当たり前の話だが、人にはそれぞれ個性がある。だからこそ、お互いにないものを意識的にせよ無意識にせよ補完し合うところがあると思う。純さんが私にはない「まあるい」をしっかり担当してくれるから、私は安心して中二病を患うことができる(?)、勝手にそんなふうに感じた。
私のみならず、この歌集を読んで、なんだか補完してもらえるような気持ちになる人は結構いるのではないかと思っているがどうだろう。その「まあるさ」それから、以前この栢瑚のnoteの別記事でも触れたが、扱うテーマの幅広さ。今回、子育て関係の歌は『しかくいボール』でまとめたということでそれ以外の歌がメインになっているとのことだが『しかくいボール』に描かれた経験の豊かさも今回の歌集の背骨にあるように思う。

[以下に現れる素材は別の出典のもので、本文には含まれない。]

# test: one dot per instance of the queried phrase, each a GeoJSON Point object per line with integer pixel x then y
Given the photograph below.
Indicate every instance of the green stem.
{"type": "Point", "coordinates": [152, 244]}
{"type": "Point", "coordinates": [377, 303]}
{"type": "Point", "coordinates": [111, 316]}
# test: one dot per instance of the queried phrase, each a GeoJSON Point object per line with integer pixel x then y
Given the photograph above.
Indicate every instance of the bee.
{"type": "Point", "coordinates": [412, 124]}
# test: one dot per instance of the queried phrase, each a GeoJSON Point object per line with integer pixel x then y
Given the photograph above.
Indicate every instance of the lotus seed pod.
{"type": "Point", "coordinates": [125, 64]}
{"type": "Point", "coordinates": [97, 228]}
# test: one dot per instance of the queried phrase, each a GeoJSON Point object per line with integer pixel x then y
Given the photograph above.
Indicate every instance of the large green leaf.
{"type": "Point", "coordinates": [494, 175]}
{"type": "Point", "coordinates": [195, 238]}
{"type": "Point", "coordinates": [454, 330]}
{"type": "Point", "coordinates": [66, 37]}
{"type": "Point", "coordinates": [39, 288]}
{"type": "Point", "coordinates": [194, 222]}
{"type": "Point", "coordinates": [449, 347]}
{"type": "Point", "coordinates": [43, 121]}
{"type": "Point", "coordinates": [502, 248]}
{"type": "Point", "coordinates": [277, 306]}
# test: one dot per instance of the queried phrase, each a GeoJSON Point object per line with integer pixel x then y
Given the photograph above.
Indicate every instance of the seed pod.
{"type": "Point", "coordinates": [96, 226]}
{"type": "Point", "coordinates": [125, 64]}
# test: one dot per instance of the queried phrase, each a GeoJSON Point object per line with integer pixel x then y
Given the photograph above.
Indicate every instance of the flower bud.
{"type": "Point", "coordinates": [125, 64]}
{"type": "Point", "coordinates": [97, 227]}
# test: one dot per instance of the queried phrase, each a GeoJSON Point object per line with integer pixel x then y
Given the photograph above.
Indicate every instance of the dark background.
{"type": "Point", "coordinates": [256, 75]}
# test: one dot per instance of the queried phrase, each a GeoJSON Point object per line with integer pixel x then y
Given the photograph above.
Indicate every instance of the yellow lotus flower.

「まあるさ」といい、テーマの広さといい、純さんの心の動きの基本にあるのは、人でもものごとでもまず受容する、ということなのではないだろうか。ここでも私と対比的だと思っている。私はまずなんでも距離をとって「観察」する。自分の心でさえ。けれど、純さんはなにごともまず自然に受け容れている感じがする。受け容れ、受け容れたことによって感じたこと考えたことを丁寧に紡ぎ出す。体温、肌触りのある言葉で。受け容れることによって、時には痛みを伴う変化を被りながらも。
だれかの死に
遭うたび
心に楔を打つようです
繋がりはもう
ここにしかない と
このひとは
知らないのだ
私がどんなことで絶望するかを
だから何度も
絶望をくれる
たやすくはない経験を積んで、なおもまあるくなり続け、痛みさえもくるんで、より豊かな丸になる、そういうイメージがある。水源純という筆名にヒントがある気がした。水はどんなものの形にも沿い、また水滴はおのずと丸くなる。そういえばこんな歌もある。
ひとの思いは
温かな
液体なんじゃないかしら
胸に届けば
溢れそうになる
純さんの思いこそが「温かな液体」だと、この歌集を読んで思う。
なぜこんなに受容的に温かくまあるいんだろう。思えば、第一歌集『この鳩尾へ』のタイトルのもとになった歌など、若い頃からすでに不思議な包容力を備えていた。ある程度は天性のものなのかもしれない。そして年月と経験が、そしてそれらを通じて歌を作ってきたことがさらにその包容力を深めたのではないかと思っている。そしてなにごとも受容するからといって、そのことで自己をたやすく明け渡すということでもない。むしろ、いろいろと受容し、それについて思い巡らすことで、自己のまなざしをよりたしかに「純」にしてゆく。
きみの正しさはどうか
誰かを刺すものではなく
ゆるすものでありますよう
ゆるすことで
ふくよかになれますよう
かなしいって
言ったもん勝ちみたいだ
かなしいの椅子取りゲームで
あぶれたかなしみよ
ここにおいで
そんな純さんだから、ごく個人的な愛の情景を描いたと思われる歌も、こちらの心まで広がってくるようなやわらかさを持っている。
ふたりの時間は
いつまでも
見てたいような
どこまでも広がるような
更紗の紋様
タイトルのもとになった歌は「空」を詠んでいるが、そういえば空も「天球」という丸だなあなんて思ったり。
何度も見あげた空なのに
こんなに青い! と
心は驚嘆する
とにかく歩こう
まだ知らない青があるはずだ
本当はもっとたくさん引用したいがきりがなくなるのでやめておく。ぜひ多彩な歌の数々を多くの人に味わってほしいと思う。そして今後純さんが「まだ知らない青」をどんなふうに見つけ、どんなふうに歌にしてゆくのか、楽しみにしたい。
章ごとにはさまれた、純さん自身による写真の数々も、モノクロの心象風景として歌の世界をさらに立体的にしている。
そして表紙の写真は水源カエデ氏によるもの。雨粒のついた夜の窓と、その向こうの灯りだと思うのだが、灯りは丸く、そして雨粒ひとつひとつも、多少の歪みはあっても丸い。そしてこの写真全体の印象から私がぱっと連想したのは「球状星団」なのである。ちなみにこの記事のタイトル写真はこの歌集の表紙と、古い図鑑の球状星団の写真を並べてみたものである。